# Residuals in a linear model are independent but sum to zero; isn’t it a contradiction? [duplicate]

• The sum of the residuals in a linear model equals zero.
• The residuals in a linear model are independent.

The question appears to confuse two meanings of “residual.”

• The first bullet refers to the differences between the data and their fitted values.

• The second bullet refers to a collection of random variables that are used to model the differences between the data and their expectations.

This might become clearer upon examining the simplest possible example: estimating the mean of a population, $\mu$, by taking two independent observations from it (with replacement). The data can be modeled by an ordered pair of random variables $(X_1, X_2)$. The “fitted values” are the estimated mean,

$$\bar X = (X_1 + X_2)/2.$$

This number is the fit for each of the two observations.

• The residuals are the differences between the data and the fit. They consist of the ordered pair $$(e_1, e_2) = (X_1 – \bar X, X_2 – \bar X) = ((X_1-X_2)/2, -(X_1-X_2)/2).$$ Consequently $e_2 = -e_1$, showing the residuals are dependent.

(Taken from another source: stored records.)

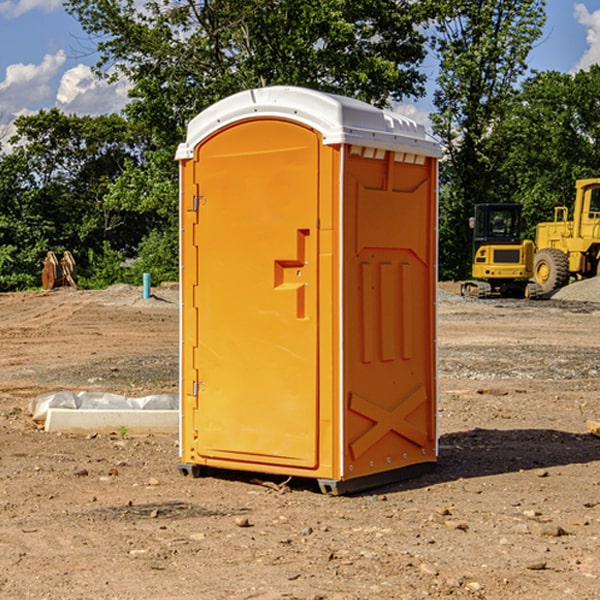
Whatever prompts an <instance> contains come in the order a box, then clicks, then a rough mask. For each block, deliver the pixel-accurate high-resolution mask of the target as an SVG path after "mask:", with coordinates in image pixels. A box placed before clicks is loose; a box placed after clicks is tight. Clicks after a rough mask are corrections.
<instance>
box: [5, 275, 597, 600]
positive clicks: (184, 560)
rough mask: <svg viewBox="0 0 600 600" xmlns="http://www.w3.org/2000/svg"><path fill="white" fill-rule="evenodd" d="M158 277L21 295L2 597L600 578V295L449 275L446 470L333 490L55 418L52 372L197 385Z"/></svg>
mask: <svg viewBox="0 0 600 600" xmlns="http://www.w3.org/2000/svg"><path fill="white" fill-rule="evenodd" d="M443 287H444V289H445V290H446V292H448V291H456V286H443ZM153 291H154V293H155V297H153V298H150V299H147V300H143V299H142V298H141V288H131V287H128V286H115V287H114V288H110V289H109V290H106V291H94V292H92V291H74V290H56V291H53V292H46V293H43V292H31V293H17V294H0V342H1V344H2V353H1V354H0V598H3V599H4V598H9V599H13V598H14V599H22V598H38V599H42V598H45V599H79V598H81V599H83V598H85V599H86V600H87V599H88V598H94V599H114V600H116V599H142V598H143V599H145V600H149V599H161V600H163V599H170V598H173V599H180V600H191V599H218V600H220V599H229V598H233V599H238V598H244V599H249V598H258V599H263V600H266V599H294V598H296V599H306V600H308V599H311V600H316V599H328V600H332V599H338V600H352V599H357V600H358V599H367V598H369V599H370V598H377V599H411V600H412V599H419V598H425V597H428V598H444V597H453V598H489V599H505V598H509V597H513V598H520V599H537V598H543V599H544V600H559V599H560V600H563V599H571V598H572V599H578V600H587V599H590V600H591V599H595V598H600V470H599V467H600V438H598V437H594V436H593V435H591V434H590V433H588V432H587V430H586V420H587V419H592V420H600V401H599V400H598V398H599V394H600V304H595V303H590V302H576V301H561V300H556V299H552V300H546V301H536V302H527V301H520V300H514V301H499V300H498V301H497V300H491V301H490V300H487V301H477V300H465V299H462V298H460V297H459V296H456V295H453V294H450V293H444V294H442V295H441V298H440V301H439V303H438V305H439V337H438V340H439V367H440V376H439V385H440V400H439V416H438V422H439V433H440V458H439V463H438V466H437V469H436V470H435V471H434V472H432V473H430V474H427V475H425V476H422V477H420V478H418V479H414V480H411V481H406V482H402V483H398V484H394V485H388V486H386V487H384V488H380V489H376V490H372V491H369V492H368V493H363V494H359V495H354V496H344V497H333V496H326V495H322V494H321V493H319V492H318V490H317V488H316V486H314V487H313V486H311V485H309V484H307V482H306V481H301V482H300V481H299V482H296V481H294V480H292V481H290V482H289V484H288V487H287V488H286V487H284V488H282V489H281V490H280V491H278V490H276V489H275V488H276V487H277V486H276V485H273V486H272V487H269V486H267V485H258V484H256V483H253V482H252V480H251V479H250V478H249V477H248V476H244V475H243V474H239V473H238V474H236V473H231V474H228V475H227V476H225V475H223V476H222V477H212V476H211V477H204V478H199V479H193V478H190V477H182V475H181V474H180V473H179V472H178V470H177V462H178V450H177V436H176V435H173V436H159V435H154V436H144V437H133V436H128V435H126V436H125V437H124V438H123V436H122V435H116V434H115V435H80V436H74V435H65V434H63V435H61V434H50V433H46V432H44V431H42V430H40V429H39V428H38V427H36V426H35V424H34V423H33V422H32V420H31V418H30V416H29V415H28V412H27V407H28V404H29V402H30V400H31V399H32V398H35V397H36V396H38V395H39V394H41V393H44V392H48V391H57V390H65V389H66V390H76V391H80V390H90V391H105V392H117V393H121V394H125V395H129V396H143V395H146V394H150V393H159V392H166V393H176V391H177V379H178V366H177V364H178V358H177V351H178V302H177V290H176V289H173V287H168V286H167V287H161V288H157V289H156V290H153ZM598 297H599V298H600V295H599V296H598ZM265 479H268V478H265ZM271 479H272V482H273V483H274V484H279V483H281V480H282V478H280V479H279V480H276V478H271ZM282 492H286V493H282Z"/></svg>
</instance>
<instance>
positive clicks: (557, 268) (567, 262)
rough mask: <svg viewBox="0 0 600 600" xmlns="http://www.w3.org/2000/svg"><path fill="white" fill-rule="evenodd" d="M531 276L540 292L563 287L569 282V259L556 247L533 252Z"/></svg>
mask: <svg viewBox="0 0 600 600" xmlns="http://www.w3.org/2000/svg"><path fill="white" fill-rule="evenodd" d="M533 277H534V280H535V282H536V283H537V284H538V285H539V286H540V288H541V293H542V294H548V293H549V292H551V291H553V290H556V289H559V288H561V287H564V286H565V285H567V283H568V282H569V259H568V258H567V255H566V254H565V253H564V252H562V251H561V250H559V249H558V248H544V249H542V250H539V251H538V252H536V253H535V259H534V264H533Z"/></svg>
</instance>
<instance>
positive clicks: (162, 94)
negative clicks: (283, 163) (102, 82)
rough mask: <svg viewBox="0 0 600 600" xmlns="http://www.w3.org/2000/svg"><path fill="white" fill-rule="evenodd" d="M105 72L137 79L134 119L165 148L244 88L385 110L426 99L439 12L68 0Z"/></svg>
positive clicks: (311, 1)
mask: <svg viewBox="0 0 600 600" xmlns="http://www.w3.org/2000/svg"><path fill="white" fill-rule="evenodd" d="M65 6H66V8H67V10H68V11H69V12H70V13H71V14H73V15H74V16H75V17H76V18H77V19H78V20H79V22H80V23H81V25H82V27H83V28H84V30H85V31H86V32H87V33H88V34H89V35H90V39H91V40H92V41H93V42H94V43H95V44H97V49H98V51H99V53H100V60H99V63H98V65H97V67H98V71H99V72H100V73H104V74H105V76H107V77H117V76H120V75H124V76H126V77H127V78H128V79H129V80H130V81H131V83H132V86H133V87H132V89H131V92H130V96H131V99H132V100H131V103H130V105H129V106H128V107H127V109H126V110H127V114H128V115H129V116H130V117H132V118H133V119H134V120H136V121H143V122H144V123H145V124H146V127H147V128H148V130H149V131H152V133H153V135H154V136H155V138H156V141H157V143H158V144H159V145H160V146H161V147H162V146H164V145H165V144H170V145H174V144H175V143H177V142H178V141H181V139H182V135H183V131H184V128H185V126H186V124H187V122H188V121H189V120H190V118H192V117H193V116H195V115H196V114H197V113H198V112H200V111H201V110H203V109H204V108H206V107H207V106H209V105H211V104H212V103H214V102H215V101H217V100H219V99H221V98H223V97H225V96H228V95H230V94H232V93H234V92H238V91H240V90H243V89H247V88H251V87H257V86H265V85H273V84H286V85H301V86H307V87H313V88H316V89H320V90H323V91H330V92H337V93H341V94H345V95H349V96H353V97H356V98H360V99H362V100H365V101H367V102H372V103H374V104H377V105H384V104H386V103H388V102H389V100H390V99H396V100H399V99H401V98H404V97H405V96H416V95H420V94H422V93H423V91H424V89H423V83H424V80H425V77H424V75H423V74H421V73H420V72H419V70H418V66H419V64H420V63H421V61H422V60H423V58H424V56H425V47H424V43H425V38H424V36H423V34H422V33H420V31H419V29H418V27H417V26H418V25H419V24H421V23H423V22H424V20H425V19H426V17H427V10H430V7H429V5H428V3H418V2H417V3H415V2H412V1H411V0H378V1H377V2H375V1H373V0H304V1H302V2H299V1H298V0H204V1H201V2H196V1H195V0H178V1H175V2H173V0H148V1H146V2H144V4H143V6H142V7H141V8H140V5H139V3H138V2H135V0H125V1H121V0H118V1H117V0H67V2H66V4H65Z"/></svg>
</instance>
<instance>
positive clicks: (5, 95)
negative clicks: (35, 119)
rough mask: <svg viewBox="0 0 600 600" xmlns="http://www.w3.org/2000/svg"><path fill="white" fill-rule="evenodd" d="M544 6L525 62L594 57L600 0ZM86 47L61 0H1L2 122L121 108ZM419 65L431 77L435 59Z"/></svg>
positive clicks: (119, 84)
mask: <svg viewBox="0 0 600 600" xmlns="http://www.w3.org/2000/svg"><path fill="white" fill-rule="evenodd" d="M547 14H548V19H547V24H546V28H545V35H544V38H543V39H542V40H540V42H539V43H538V45H537V46H536V48H535V49H534V50H533V52H532V53H531V55H530V66H531V68H533V69H537V70H550V69H551V70H557V71H562V72H572V71H575V70H577V69H579V68H587V67H589V65H590V64H592V63H596V62H598V63H600V0H547ZM89 50H90V46H89V43H88V42H87V41H86V37H85V35H84V34H83V32H82V31H81V28H80V27H79V24H78V23H77V21H76V20H75V19H74V18H73V17H71V16H70V15H68V14H67V13H66V12H65V11H64V9H63V8H62V2H61V0H0V124H6V123H9V122H10V121H12V120H13V119H14V117H15V116H16V115H19V114H26V113H28V112H34V111H37V110H38V109H40V108H50V107H53V106H57V107H59V108H61V109H62V110H64V111H65V112H67V113H76V114H91V115H95V114H102V113H109V112H113V111H118V110H119V109H120V108H122V106H123V105H124V103H125V102H126V93H127V84H126V82H121V83H120V84H115V85H112V86H108V85H106V84H104V83H102V82H98V81H97V80H95V78H93V77H92V76H91V73H90V70H89V67H90V65H92V64H93V63H94V62H95V57H94V56H93V55H90V53H89ZM424 68H425V70H426V72H429V74H430V75H431V79H433V77H434V71H435V66H434V65H433V64H429V65H428V64H427V63H426V64H425V65H424ZM430 87H431V86H430ZM403 108H407V109H408V110H407V111H406V112H407V113H410V112H412V113H413V115H414V116H415V118H416V119H417V120H420V117H421V118H423V117H424V115H426V113H427V111H428V110H431V108H432V107H431V101H430V99H428V98H426V99H424V100H422V101H420V102H419V103H418V104H417V106H416V108H413V109H412V110H411V108H410V107H403ZM403 112H404V111H403ZM0 137H1V136H0Z"/></svg>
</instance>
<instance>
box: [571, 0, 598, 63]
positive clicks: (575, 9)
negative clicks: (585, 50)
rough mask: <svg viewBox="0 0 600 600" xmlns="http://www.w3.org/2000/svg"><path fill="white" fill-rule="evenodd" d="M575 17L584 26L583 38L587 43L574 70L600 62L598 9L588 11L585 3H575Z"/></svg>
mask: <svg viewBox="0 0 600 600" xmlns="http://www.w3.org/2000/svg"><path fill="white" fill-rule="evenodd" d="M575 19H576V20H577V22H578V23H579V24H581V25H583V26H584V27H585V28H586V30H587V33H586V36H585V39H586V41H587V43H588V49H587V50H586V51H585V53H584V55H583V56H582V57H581V59H580V60H579V62H578V63H577V65H576V66H575V69H574V70H575V71H578V70H580V69H588V68H589V67H590V65H593V64H600V10H596V11H594V12H593V13H590V12H589V10H588V9H587V7H586V6H585V4H580V3H578V4H575Z"/></svg>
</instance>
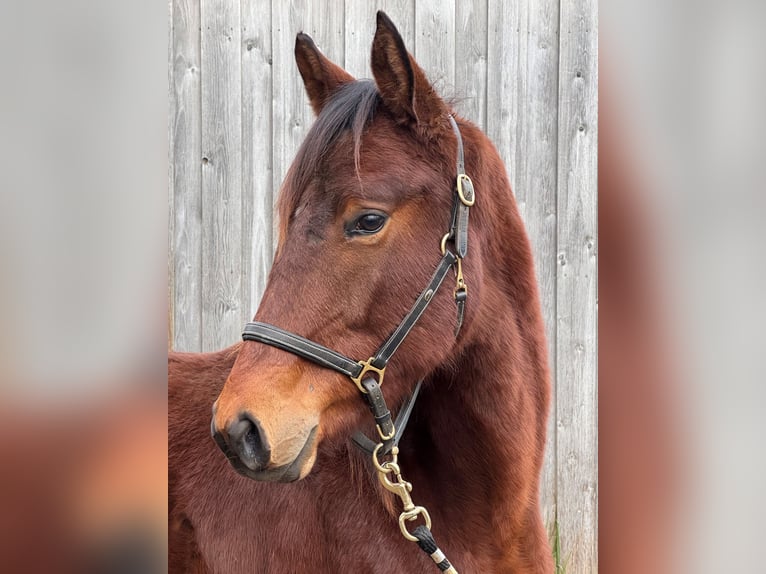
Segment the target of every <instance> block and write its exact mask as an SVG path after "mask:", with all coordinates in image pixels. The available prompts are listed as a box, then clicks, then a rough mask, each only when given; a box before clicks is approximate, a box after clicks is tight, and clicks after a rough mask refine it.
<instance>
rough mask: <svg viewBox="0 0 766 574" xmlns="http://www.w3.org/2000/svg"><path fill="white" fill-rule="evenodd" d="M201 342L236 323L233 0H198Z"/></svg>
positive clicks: (227, 341)
mask: <svg viewBox="0 0 766 574" xmlns="http://www.w3.org/2000/svg"><path fill="white" fill-rule="evenodd" d="M200 14H201V21H202V41H201V45H202V154H203V157H202V201H203V210H202V221H203V235H202V237H203V240H202V269H203V270H204V272H203V275H202V329H203V331H202V334H203V336H202V348H203V350H213V349H221V348H223V347H226V346H228V345H231V344H232V343H234V342H235V341H236V340H237V339H238V338H239V333H240V330H241V328H242V310H241V308H242V303H243V298H242V288H241V280H240V277H241V273H242V138H241V134H242V99H241V96H242V89H241V61H240V60H241V59H240V54H241V52H240V45H241V44H240V42H241V34H240V30H241V29H240V14H239V3H236V4H232V3H226V2H217V1H215V0H201V3H200Z"/></svg>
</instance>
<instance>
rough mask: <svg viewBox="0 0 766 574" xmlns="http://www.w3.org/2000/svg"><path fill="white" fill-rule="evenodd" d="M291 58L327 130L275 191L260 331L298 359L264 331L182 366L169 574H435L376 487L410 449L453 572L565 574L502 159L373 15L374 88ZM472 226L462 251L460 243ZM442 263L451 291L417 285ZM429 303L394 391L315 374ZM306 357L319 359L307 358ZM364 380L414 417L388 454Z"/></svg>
mask: <svg viewBox="0 0 766 574" xmlns="http://www.w3.org/2000/svg"><path fill="white" fill-rule="evenodd" d="M295 57H296V62H297V66H298V70H299V72H300V74H301V77H302V78H303V82H304V86H305V89H306V93H307V95H308V98H309V101H310V103H311V106H312V108H313V111H314V112H315V114H316V120H315V123H314V124H313V125H312V127H311V129H310V131H309V133H308V135H307V136H306V139H305V141H304V142H303V144H302V145H301V147H300V149H299V151H298V152H297V155H296V158H295V160H294V162H293V164H292V166H291V167H290V169H289V170H288V173H287V175H286V177H285V180H284V182H283V185H282V188H281V190H280V196H279V200H278V204H277V210H278V215H279V230H278V232H279V238H278V245H277V248H276V252H275V256H274V261H273V265H272V268H271V271H270V274H269V278H268V284H267V287H266V290H265V292H264V294H263V298H262V301H261V303H260V306H259V307H258V310H257V312H256V315H255V321H256V323H253V324H249V325H248V329H249V328H250V325H256V327H257V326H258V325H260V328H261V331H263V329H267V328H269V327H268V326H269V325H271V326H274V329H276V331H279V330H280V329H281V330H283V331H279V332H280V333H283V334H286V335H284V336H285V337H290V336H292V337H293V338H292V339H291V341H293V346H292V347H291V346H290V345H289V344H284V345H283V346H282V347H281V348H280V346H279V344H277V343H275V342H274V339H272V340H269V339H268V337H266V336H265V335H264V337H262V338H261V340H259V339H258V337H250V338H248V337H245V340H244V341H243V342H240V343H238V344H234V345H233V346H231V347H229V348H226V349H223V350H220V351H217V352H212V353H202V354H196V353H170V355H169V366H168V434H169V453H168V465H169V476H168V481H169V569H170V571H171V572H192V573H206V572H227V573H232V574H236V573H240V572H242V573H244V572H269V573H276V574H280V573H292V574H294V573H302V572H324V573H338V572H341V573H347V572H413V573H414V572H424V571H427V570H428V569H429V568H433V564H432V561H434V562H437V561H438V560H437V558H436V557H434V556H430V557H429V556H428V555H427V554H424V553H421V552H419V550H418V548H417V546H416V545H415V544H412V543H411V542H410V540H408V539H406V538H405V537H404V536H402V534H404V533H405V532H404V530H406V528H408V527H407V523H406V521H404V526H403V527H402V529H403V531H402V532H400V529H399V528H397V515H399V512H400V511H401V508H400V502H401V501H400V500H399V499H398V498H397V496H395V495H392V493H391V491H393V490H394V489H392V488H387V487H386V481H385V480H382V479H381V477H383V478H385V477H386V476H388V477H391V476H393V474H388V475H383V474H382V473H381V471H380V469H378V470H376V466H380V464H383V466H384V467H386V468H387V470H386V468H384V472H390V470H391V469H392V468H394V467H393V466H392V465H391V459H390V458H387V456H391V453H392V452H393V453H394V454H396V453H397V452H398V459H397V460H398V462H397V465H396V470H397V471H399V470H400V471H401V474H402V475H406V478H407V480H408V481H410V482H409V483H406V482H405V481H401V482H399V483H398V485H399V486H400V487H401V489H402V490H406V491H407V493H409V494H406V495H405V494H404V493H403V492H402V493H401V494H400V496H402V497H404V496H410V495H411V497H412V499H413V500H417V503H418V504H421V505H422V508H424V509H427V510H428V513H429V520H428V523H429V526H430V524H431V523H432V533H433V536H434V539H438V542H439V546H438V549H439V552H441V555H443V556H446V557H448V558H449V562H450V563H452V565H453V566H452V567H453V570H452V571H453V572H454V571H458V570H459V571H460V572H461V573H462V574H466V573H489V572H519V573H543V572H544V573H550V572H553V569H554V566H553V559H552V554H551V549H550V546H549V543H548V539H547V535H546V530H545V527H544V525H543V522H542V516H541V511H540V503H539V485H538V483H539V476H540V472H541V467H542V463H543V453H544V445H545V438H546V420H547V413H548V408H549V401H550V380H549V368H548V357H547V350H546V341H545V334H544V325H543V321H542V315H541V310H540V302H539V295H538V288H537V284H536V279H535V272H534V264H533V258H532V251H531V248H530V243H529V240H528V237H527V234H526V231H525V229H524V225H523V222H522V219H521V217H520V215H519V211H518V208H517V206H516V203H515V200H514V196H513V193H512V191H511V186H510V183H509V181H508V177H507V175H506V171H505V167H504V165H503V163H502V160H501V159H500V157H499V155H498V153H497V151H496V150H495V148H494V147H493V145H492V144H491V142H490V141H489V139H488V138H487V137H486V135H484V134H483V133H482V132H481V130H480V129H479V128H477V127H476V126H475V125H473V124H472V123H470V122H469V121H467V120H465V119H463V118H460V117H458V116H457V115H456V114H455V112H454V111H453V110H452V109H451V106H450V105H449V104H448V103H447V102H446V101H445V100H444V99H442V98H441V97H440V96H439V95H438V94H437V92H436V90H435V89H434V87H433V86H432V85H431V83H430V82H429V81H428V79H427V77H426V75H425V72H424V71H423V70H422V69H421V68H420V66H419V65H418V64H417V62H416V61H415V59H414V58H413V57H412V56H411V55H410V54H409V53H408V52H407V50H406V48H405V46H404V42H403V40H402V38H401V36H400V34H399V32H398V31H397V29H396V27H395V26H394V24H393V23H392V22H391V20H390V19H389V18H388V17H387V16H386V15H385V14H383V13H382V12H379V13H378V15H377V27H376V31H375V35H374V39H373V44H372V56H371V57H372V60H371V62H372V72H373V80H356V79H355V78H354V77H352V76H351V75H350V74H349V73H348V72H346V71H345V70H343V69H342V68H341V67H339V66H338V65H336V64H334V63H333V62H331V61H330V60H329V59H328V58H326V57H325V56H324V55H323V54H322V53H321V51H320V50H319V49H318V48H317V47H316V45H315V44H314V42H313V41H312V39H311V38H310V37H309V36H307V35H305V34H302V33H301V34H298V36H297V38H296V43H295ZM453 123H454V125H453ZM463 149H464V168H465V174H468V175H469V176H470V182H471V189H470V190H469V191H470V192H471V197H469V198H466V197H464V195H465V194H466V193H468V192H466V190H465V188H460V185H458V186H457V187H458V188H460V189H458V192H459V193H456V173H458V174H460V167H461V166H460V165H459V163H460V162H459V160H460V159H461V154H462V150H463ZM456 158H458V166H457V167H456ZM465 174H464V175H465ZM463 179H464V180H466V181H468V177H464V178H463ZM458 180H460V178H459V177H458ZM458 184H460V181H458ZM456 196H459V201H457V202H456V199H455V198H456ZM467 199H470V200H472V201H467ZM461 202H462V203H461ZM468 203H471V207H470V219H468V215H467V213H468V212H467V210H464V208H463V206H466V204H468ZM464 213H465V220H463V219H461V218H462V217H463V214H464ZM456 219H459V220H460V222H458V223H457V224H456V225H457V229H458V233H457V234H455V233H452V232H451V231H450V230H451V229H452V230H454V229H455V220H456ZM466 229H467V230H468V236H470V248H468V249H466V245H458V244H461V243H462V242H463V240H465V237H464V236H462V235H461V234H463V235H464V234H465V233H466ZM445 232H446V233H445ZM454 254H457V255H454ZM461 254H462V255H461ZM450 256H451V259H450ZM445 260H446V261H447V266H446V269H447V270H448V271H449V273H445V272H442V273H441V276H440V277H441V279H443V280H444V282H445V286H442V287H440V286H439V285H437V286H436V288H431V289H425V290H424V289H423V288H424V286H426V287H427V286H429V285H432V284H433V281H434V279H433V278H434V277H436V275H437V274H438V273H439V269H441V268H442V267H441V266H442V265H444V262H445ZM435 268H436V269H437V271H436V272H435V271H434V269H435ZM453 272H454V274H453ZM448 275H449V278H448V279H447V276H448ZM429 279H430V281H431V283H429ZM452 281H455V283H454V288H453V283H452ZM413 302H415V303H416V304H415V305H414V306H413ZM423 302H425V303H423ZM421 303H423V305H425V304H427V305H428V307H427V309H425V310H424V311H422V314H420V315H419V317H418V318H417V322H414V323H413V324H412V325H409V324H408V329H409V330H408V334H407V336H406V338H404V339H403V340H397V349H396V354H395V355H393V356H390V359H391V360H390V363H388V365H387V367H386V370H385V381H383V374H382V371H383V370H382V369H380V371H381V372H380V373H377V372H375V373H373V372H372V371H374V370H375V369H374V367H373V366H372V365H373V363H374V362H373V360H372V358H371V359H370V361H367V362H365V361H360V362H359V365H360V367H359V368H360V369H362V370H364V373H365V374H366V375H367V376H366V377H363V376H362V375H361V374H359V373H357V377H356V379H355V380H354V382H356V383H357V385H355V384H353V383H352V382H351V381H349V377H348V376H345V375H344V374H343V373H342V372H337V371H338V369H337V368H335V367H337V365H335V367H333V368H328V365H327V364H322V363H321V362H317V360H316V358H314V359H312V360H309V359H308V358H307V356H310V355H311V352H313V351H312V349H313V350H314V351H317V350H322V349H325V350H326V349H329V348H332V349H333V350H334V352H335V355H333V356H338V357H368V356H371V355H372V354H373V353H374V352H375V349H377V348H378V347H379V345H380V343H381V341H389V342H390V341H391V340H392V337H394V336H395V335H396V333H398V332H399V331H400V330H401V329H400V328H401V324H400V321H402V318H403V317H405V318H410V317H411V316H412V312H413V310H414V309H415V307H417V306H418V305H419V304H421ZM461 303H462V305H461ZM405 322H406V321H405ZM397 326H399V327H397ZM247 332H248V330H247V329H246V333H247ZM392 333H394V335H392ZM275 337H276V336H275ZM387 338H388V339H387ZM296 341H304V342H306V345H309V347H308V349H309V350H308V351H307V350H306V348H304V351H305V352H304V354H303V355H301V354H300V353H299V352H298V351H296V349H295V348H296V346H299V344H298V343H297V342H296ZM283 343H284V341H283ZM311 345H313V346H311ZM317 352H318V351H317ZM379 354H380V353H379ZM350 370H353V369H350ZM368 371H369V372H368ZM349 376H350V375H349ZM362 378H364V379H365V381H366V382H372V384H377V383H379V387H380V388H379V390H381V391H382V392H384V393H385V396H386V399H387V400H388V401H389V403H390V404H391V405H392V406H395V407H398V410H401V409H403V408H405V407H406V408H407V409H408V410H411V416H410V417H409V423H408V424H407V426H406V431H405V432H404V433H403V434H402V435H401V436H400V437H397V440H398V442H397V445H396V447H394V448H393V449H392V448H390V444H389V443H386V441H387V440H389V439H391V436H392V435H391V434H389V433H388V430H385V429H382V428H381V426H380V424H378V428H376V425H375V421H372V420H368V419H370V417H369V409H368V406H367V405H366V403H365V401H364V400H362V398H363V397H364V395H365V390H364V389H365V388H366V387H362V386H359V381H360V380H361V379H362ZM419 381H421V382H422V384H420V385H418V382H419ZM415 388H418V389H420V392H419V396H418V398H417V401H416V402H414V404H413V402H412V395H413V391H414V389H415ZM360 391H361V392H360ZM364 398H367V397H364ZM403 405H404V406H403ZM211 409H212V412H213V415H212V423H211ZM393 410H395V411H396V410H397V409H393ZM376 420H377V419H376ZM378 422H379V420H378ZM389 422H390V421H389ZM389 426H390V425H389ZM387 428H388V427H387ZM360 429H361V430H362V431H364V432H365V433H366V434H367V435H368V436H377V434H378V433H379V434H380V437H381V441H380V442H379V443H378V445H377V448H379V447H380V446H382V445H383V444H384V443H385V444H387V446H388V447H389V448H386V449H385V451H386V452H388V453H389V454H388V455H386V456H383V457H382V458H381V457H379V456H378V455H376V456H375V458H374V460H371V459H370V456H369V454H368V453H366V452H364V450H363V449H360V448H358V447H357V445H356V444H355V443H354V441H353V440H352V438H351V436H352V433H354V431H356V430H360ZM211 432H212V434H213V435H214V437H215V439H216V440H215V441H214V440H211V436H210V435H211ZM216 443H218V445H216ZM219 447H220V448H219ZM221 451H223V454H222V452H221ZM381 461H383V462H382V463H381ZM387 465H388V466H387ZM389 484H390V482H389ZM403 500H404V498H402V501H403ZM418 508H420V507H418ZM409 518H413V519H415V520H418V521H419V520H421V519H424V517H423V516H422V515H421V516H409V517H408V519H409ZM400 521H401V517H400ZM413 538H414V537H413ZM411 539H412V538H411ZM443 566H444V563H443V562H442V563H441V564H440V565H439V568H440V569H443Z"/></svg>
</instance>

• An alternative model of these data uses the random variables $$(\epsilon_1, \epsilon_2) = (X_1 – \mu, X_2 – \mu).$$ Often these random variables are called “errors” but sometimes they are also called “residuals.” Since the $X_i$ are independent, and $\mu$ is just some constant, the $\epsilon_i$ are also independent.

It might be of interest to note that $e_1 + e_2 = 0$ whereas $\mathbb{E}(\epsilon_1) = \mathbb{E}(\epsilon_2) = 0$. The former is a true dependence among random variables whereas the latter is merely a constraint concerning the underlying model.